D’autres propositions, si elles étaient mises en oeuvre telles quelles, modifieraient radicalement la profession d’auditeur et pourraient entraîner un affaiblissement des marchés des capitaux:

- L’interdiction de proposer des services de conseil à des clients d’audit entraîne la perte de la valeur ajoutée créée par l’audit. Si des spécialistes et des conseillers chevronnés sont contraints de quitter le secteur de l’audit parce qu’ils ne peuvent plus travailler pour des clients d’audit, il en résulte un affaiblissement de toute la profession et donc une détérioration de la qualité de l’audit. En effet, ces spécialistes sont engagés non seulement comme conseillers, mais aussi comme membres d’équipes d’audit, ou bien mettent leur savoir-faire à la disposition de ces dernières si besoin est. Le transfert des activités de conseil vers les clients non-audit sera en outre plus difficile du fait que, en raison du principe de rotation, un client non-audit peut devenir un client d’audit dans les six ans au plus tard. La réalisation de projets de conseil à long terme, au moins un à deux ans avant la mise au concours du mandat, ne serait donc plus possible que de manière limitée.

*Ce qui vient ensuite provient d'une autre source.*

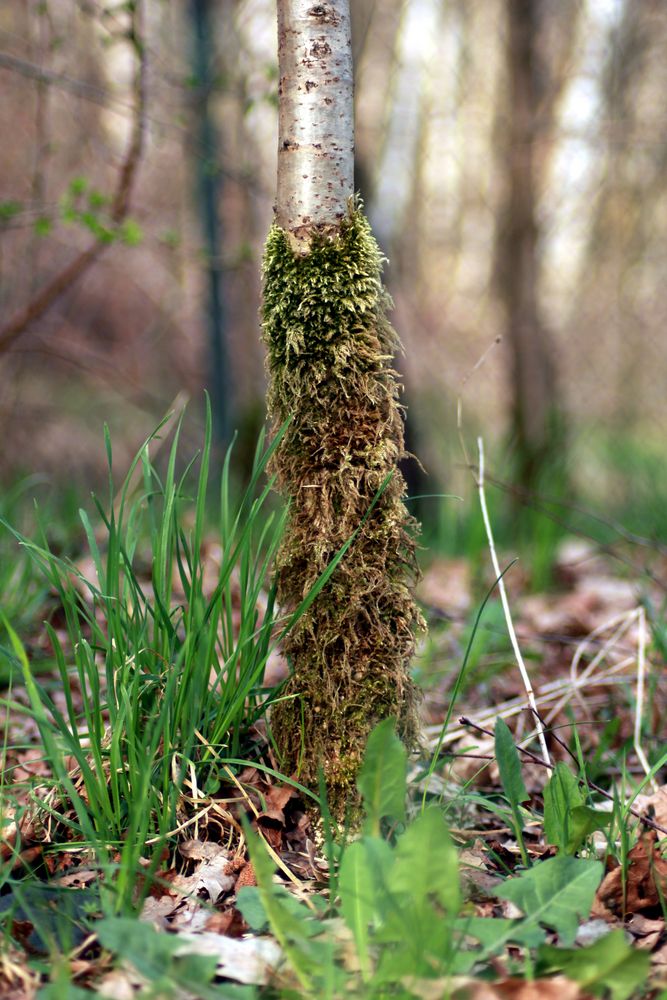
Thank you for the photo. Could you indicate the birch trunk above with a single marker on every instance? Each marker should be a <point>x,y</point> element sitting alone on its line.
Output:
<point>329,347</point>
<point>316,118</point>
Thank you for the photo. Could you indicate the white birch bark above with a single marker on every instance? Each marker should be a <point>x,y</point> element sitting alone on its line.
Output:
<point>316,120</point>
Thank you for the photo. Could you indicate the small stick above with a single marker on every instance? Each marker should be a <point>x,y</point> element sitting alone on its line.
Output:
<point>505,603</point>
<point>639,707</point>
<point>468,723</point>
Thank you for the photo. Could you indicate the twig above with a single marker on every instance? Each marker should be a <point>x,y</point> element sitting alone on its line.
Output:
<point>639,707</point>
<point>120,202</point>
<point>646,820</point>
<point>505,603</point>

- L’obligation de rotation au bout de six ans est censée renforcer l’indépendance, mais l’expérience montre que, s’agissant des groupes d’envergure mondiale, elle présente un risque plus élevé en termes de qualité au cours des premières années d’intervention d’un nouvel organe de révision. En effet, celui-ci doit d’abord se familiariser avec la complexité du mandat et avec le groupe au niveau mondial. La reprise d’un mandat d’audit mondial exige de la part de l’organe de révision un travail initial considérable qui ne vaudra la peine que s’il peut être actif sur une période prolongée. Une obligation de rotation de six ans entraînerait donc une augmentation drastique des coûts de l’audit. De plus, en raison de la fréquence et du nombre d’appels d’offres, les cabinets d’audit seraient confrontés au défi considérable de mobiliser à temps les ressources appropriées pour tous les mandats potentiels. Les entreprises en question ne pourraient donc probablement pas participer à tous les appels d’offres et la marge de manoeuvre des comités d’audit dans le choix du meilleur prestataire serait ainsi restreinte.

- L’objectif déclaré de briser le prétendu pouvoir de marché des «Big 4» (par le biais de l’externalisation des services de conseil, d’une part, et du transfert, sous la contrainte réglementaire, de parts de marché à des cabinets d’audit de moyenne envergure, d’autre part) compromet l’audit professionnel des grands groupes internationaux et l’application cohérente au niveau
mondial des normes internationales d’audit et de présentation des comptes telle qu’exigée par les régulateurs. Les investissements nécessaires à cet effet dans la formation et le développement des collaborateurs, la mobilité internationale des réviseurs responsables et des spécialistes et la mise en place de processus d’assurance qualité uniformes au niveau mondial pour l’audit des grands groupes sont considérables et exigent que ces cabinets d’audit aient une taille critique. Il n’est donc pas dans l’intérêt de l’économie et, en particulier, du marché des capitaux d’«atomiser» les «Big 4».

Dans l’attente d’une solution raisonnable

Entre-temps, la Commission juridique du Parlement européen a examiné les propositions de la Commission européenne et donné une orientation plus raisonnable aux débats. Elle suggère en effet:
- de renoncer à la séparation des activités d’audit et de conseil,
- de désigner explicitement les services supplémentaires qui ne sont pas compatibles avec l’audit au sens des directives internationales existantes,
- de rejeter les propositions concernant les audits conjoints, et
- de limiter les mandats de l’organe de révision à 25 ans au plus.

Il reste ainsi à espérer que les propositions étendues de la Commission européenne seront ramenées à un niveau raisonnable lors de la suite des discussions. Cela étant, si le Parlement européen et les Etats membres approuvent les propositions de la Commission, celles-ci pourraient rapidement devenir une réalité au sein de l’UE. Au vu des liens étroits qui unissent l’économie helvétique à l’UE, leur empreinte se ferait tôt ou tard sentir en Suisse également.